Palliative care birth plan: making your birth wishes known
One of the best gifts you can give yourself and your baby is communicating your birth wishes. With the help of your provider and a social worker or labor and delivery nurse, you navigate care goals and create a plan for you and your baby. We share the plan with your labor and delivery team. You can make changes to the care plan at any time.
Your birth plan may include your wishes for:
We help you decide what kind of pain management you’d like to have during childbirth. You also let us know how you’d prefer we monitor you and your baby during labor, who you’d like in the room for delivery, and any other preferences you have.
You tell us how you’d like us to care for your baby after birth. If your baby is born alive, we manage their medical needs with interventions that have your approval. We also provide your baby with comfort care as you’d like, including pain medication, oxygen, skin-to-skin contact, and breast or bottle feeding.
Some parents discuss additional testing with their maternal-fetal medicine doctor. These additional tests, done after birth, can possibly determine the cause of your baby’s condition.

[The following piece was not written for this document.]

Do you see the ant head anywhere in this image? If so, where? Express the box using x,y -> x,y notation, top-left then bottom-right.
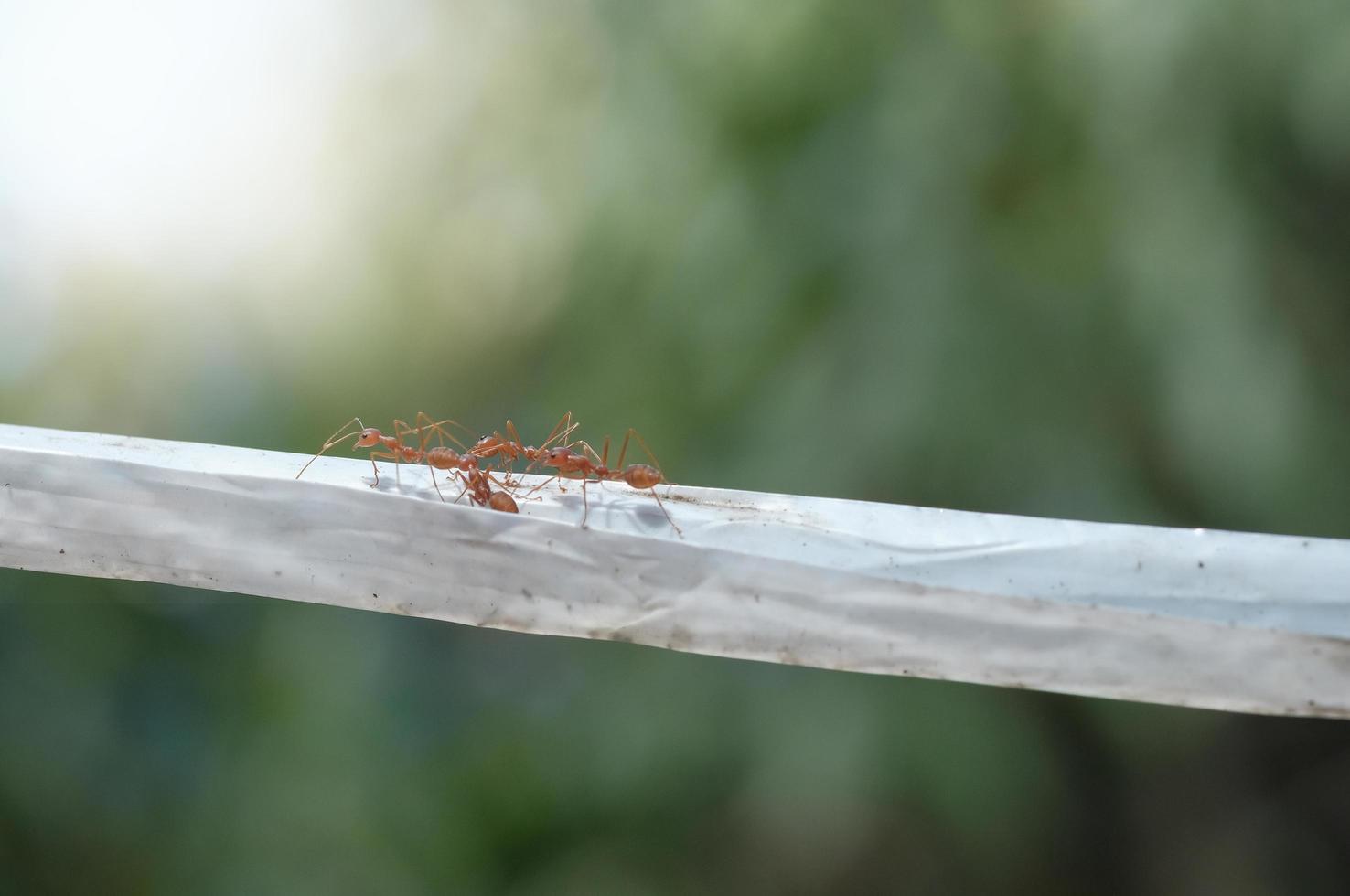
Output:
351,426 -> 380,451
624,464 -> 661,488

You may want to try to breastfeed your baby. Our lactation consultants are available to help guide you. We also welcome other family members to spend time with you and your baby if you prefer. We make sure you have a quiet, private space to enjoy time with your baby and create loving memories.
Our nurses or chaplains are available to preserve the memory of your baby as you wish. Chaplains may provide religious or non-religious spiritual and emotional support. You may choose to bathe and dress your baby. With your permission, we collect footprints, handprints, and locks of hair for you to remember your baby. We can also take pictures if you request us to do so.
We assist you with final arrangements if your baby is stillborn or dies shortly after birth. We discuss any religious ceremonies or rituals you’d like performed, your funeral home preferences, who should transport your baby’s body, and any other wishes you’d like us to know.